唐苗虽然清楚,她是在杞人忧天,却偏偏抑制不住她的妄想与惶恐,几天下来,人瘦了一圈,面色蜡黄,眼皮却肿得像泡过的豆子。
稍后杨其再打电话来,她铁了心肠,对他说你以后都不要再找我了。说话的时候,整幢大楼似乎都塌陷了,而她必须等到挂断电话以后,才敢哭出强忍的泪水。
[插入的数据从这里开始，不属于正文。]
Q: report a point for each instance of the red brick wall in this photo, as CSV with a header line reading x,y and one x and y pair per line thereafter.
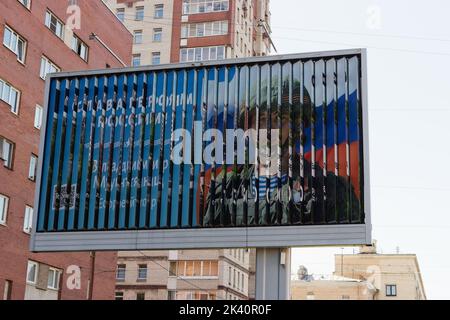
x,y
14,243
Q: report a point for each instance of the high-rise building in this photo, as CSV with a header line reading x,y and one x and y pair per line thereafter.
x,y
42,36
183,275
171,31
367,275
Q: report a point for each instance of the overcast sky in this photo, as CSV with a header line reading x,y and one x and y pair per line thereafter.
x,y
408,45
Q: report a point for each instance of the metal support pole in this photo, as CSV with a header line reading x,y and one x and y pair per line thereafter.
x,y
273,273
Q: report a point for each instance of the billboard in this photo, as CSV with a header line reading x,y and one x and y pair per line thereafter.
x,y
259,152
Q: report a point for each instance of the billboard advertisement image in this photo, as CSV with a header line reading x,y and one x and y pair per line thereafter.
x,y
259,152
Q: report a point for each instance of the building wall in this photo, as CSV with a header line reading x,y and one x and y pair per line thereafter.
x,y
147,26
19,128
161,283
401,270
329,290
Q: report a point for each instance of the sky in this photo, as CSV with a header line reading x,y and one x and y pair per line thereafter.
x,y
408,44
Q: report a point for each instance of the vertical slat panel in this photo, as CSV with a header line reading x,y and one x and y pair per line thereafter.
x,y
331,141
105,177
168,123
179,121
354,139
320,154
116,170
55,188
136,168
81,103
158,143
253,120
285,143
86,165
308,148
342,185
147,150
190,170
125,182
65,188
96,156
45,191
297,133
221,170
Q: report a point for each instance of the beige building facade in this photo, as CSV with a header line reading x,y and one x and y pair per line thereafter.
x,y
364,276
183,275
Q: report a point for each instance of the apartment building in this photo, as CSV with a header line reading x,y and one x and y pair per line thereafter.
x,y
367,275
172,31
38,37
183,275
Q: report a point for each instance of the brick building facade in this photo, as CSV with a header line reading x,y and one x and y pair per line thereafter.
x,y
38,37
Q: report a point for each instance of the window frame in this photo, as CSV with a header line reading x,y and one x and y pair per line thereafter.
x,y
55,280
34,158
36,271
41,112
121,267
155,32
28,6
14,108
18,38
141,36
48,63
159,7
48,23
389,292
142,267
77,45
28,219
139,13
7,163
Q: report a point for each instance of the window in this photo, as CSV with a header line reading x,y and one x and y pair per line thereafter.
x,y
7,290
10,95
140,296
156,57
4,200
172,269
137,36
120,13
28,219
32,168
197,268
204,6
202,54
6,152
15,43
80,48
391,290
159,11
157,34
32,272
26,3
54,24
119,295
121,270
142,272
38,112
204,29
53,278
136,60
139,14
47,67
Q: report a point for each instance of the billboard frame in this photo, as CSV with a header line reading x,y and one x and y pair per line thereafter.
x,y
214,238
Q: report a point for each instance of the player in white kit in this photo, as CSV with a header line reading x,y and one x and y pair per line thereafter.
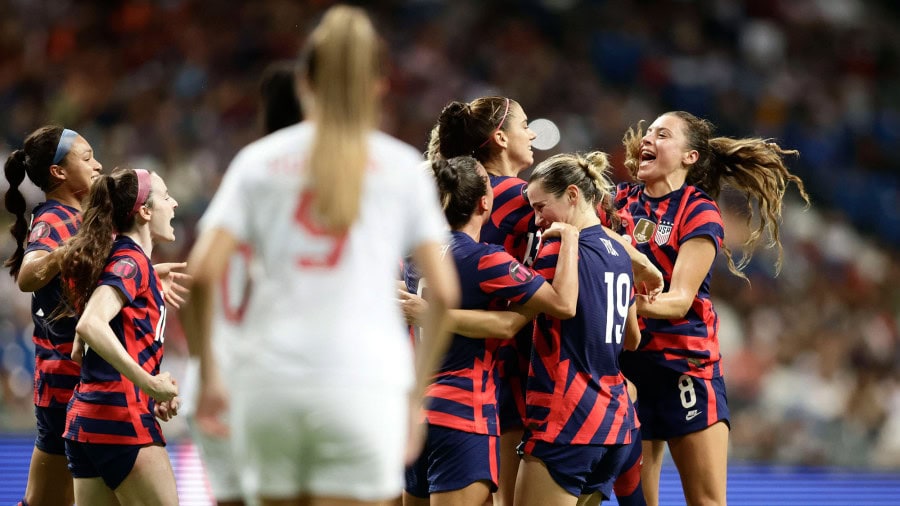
x,y
323,376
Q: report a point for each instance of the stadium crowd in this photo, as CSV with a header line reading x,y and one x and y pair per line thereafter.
x,y
812,356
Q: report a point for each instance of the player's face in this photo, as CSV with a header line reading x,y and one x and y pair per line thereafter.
x,y
548,208
80,167
164,205
663,149
519,137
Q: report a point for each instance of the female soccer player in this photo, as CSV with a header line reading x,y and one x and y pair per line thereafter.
x,y
114,443
671,215
579,416
460,461
330,206
61,163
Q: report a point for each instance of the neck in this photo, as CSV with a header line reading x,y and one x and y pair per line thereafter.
x,y
665,186
65,197
500,166
141,235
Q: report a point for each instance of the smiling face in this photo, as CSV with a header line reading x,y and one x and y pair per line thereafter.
x,y
549,208
163,211
664,155
518,137
79,169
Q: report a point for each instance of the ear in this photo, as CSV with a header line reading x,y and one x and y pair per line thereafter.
x,y
690,157
56,171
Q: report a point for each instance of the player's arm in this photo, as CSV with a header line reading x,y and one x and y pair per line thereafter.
x,y
93,328
648,280
38,268
691,267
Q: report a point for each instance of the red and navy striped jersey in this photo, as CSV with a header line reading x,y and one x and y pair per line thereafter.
x,y
107,407
658,227
576,393
512,222
463,394
55,374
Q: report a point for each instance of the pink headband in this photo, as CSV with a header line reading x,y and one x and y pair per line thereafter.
x,y
499,126
143,189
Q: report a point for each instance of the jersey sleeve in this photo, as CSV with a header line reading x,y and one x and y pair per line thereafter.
x,y
702,218
230,207
50,229
424,219
127,272
548,256
503,276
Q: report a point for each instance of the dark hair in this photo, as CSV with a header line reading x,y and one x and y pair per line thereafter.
x,y
589,172
753,166
34,159
278,94
460,187
109,211
465,128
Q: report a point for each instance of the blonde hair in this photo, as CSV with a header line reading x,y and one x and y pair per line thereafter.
x,y
755,167
343,66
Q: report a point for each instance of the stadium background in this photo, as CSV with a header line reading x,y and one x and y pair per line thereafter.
x,y
812,357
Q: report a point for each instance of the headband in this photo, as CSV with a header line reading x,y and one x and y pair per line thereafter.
x,y
65,144
143,189
499,126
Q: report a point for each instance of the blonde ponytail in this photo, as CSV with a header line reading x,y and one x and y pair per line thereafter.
x,y
343,70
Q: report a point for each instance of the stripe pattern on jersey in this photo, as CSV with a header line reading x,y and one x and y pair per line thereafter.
x,y
55,373
463,394
658,227
576,393
107,407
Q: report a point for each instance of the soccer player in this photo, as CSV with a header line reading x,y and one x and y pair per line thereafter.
x,y
460,461
671,215
579,416
279,108
61,163
330,206
114,444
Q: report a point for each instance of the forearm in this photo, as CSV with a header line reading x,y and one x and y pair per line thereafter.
x,y
101,339
478,324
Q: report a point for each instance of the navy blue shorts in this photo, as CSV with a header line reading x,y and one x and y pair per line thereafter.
x,y
51,423
580,469
111,462
453,459
513,360
673,404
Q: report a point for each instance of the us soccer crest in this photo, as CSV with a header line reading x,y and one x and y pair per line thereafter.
x,y
643,230
663,231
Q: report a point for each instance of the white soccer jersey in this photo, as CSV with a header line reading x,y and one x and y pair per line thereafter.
x,y
323,309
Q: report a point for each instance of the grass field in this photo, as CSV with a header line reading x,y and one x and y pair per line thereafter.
x,y
748,485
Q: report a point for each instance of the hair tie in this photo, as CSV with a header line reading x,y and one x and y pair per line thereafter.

杨其很沮丧,想着自己所有的努力竟只换来唐苗这样一句冰冷的话,他因此赌气不再找她。
爱一个人,别说和她在一起,就连表明自己心意的机会都没有,杨其感到从未有过的失落。看不到唐苗的脸,也听不见唐苗的声音,只是短短几天,日子过得比军训时候还要苦。一拳打在冰凉坚硬的墙壁上,疼痛钻心而来。
整整一个礼拜过去,杨其连走路吃饭都在想唐苗:不知她是瘦了还是胖了,她额头上的小痘痘还在不在,她会不会真的就不理我了呢?
如是种种的问题,像胶泥一样裹着杨其,他终于还是忍不住去找她,心里有十五个吊桶在打水,七上八下。
谁知,当杨其敲开唐苗寝室的门,看见靠窗的空荡荡的床位,才知道,唐苗已经退学回家。
那年的12月31号,就像一个苦难日。杨其原本计划在那一天对唐苗表白,怎知彩排了无数遍,终于还是没能登上舞台,匆匆就谢幕了。
[连承认的勇气都欠奉]
唐苗果真失忆了。她那样不稳定的情绪,再加上担忧和妄想,没几天,整个人就变得恍恍惚惚,半夜里还常常被噩梦惊醒,开了灯,僵直地坐着挨到天亮。
有人通知了唐苗的家人,唐苗妈妈连夜赶来,送她去医院,证实了唐苗因车祸留下的阴影,造成她心理上的负担,如今不但没有好转,甚至又患上严重的抑郁症。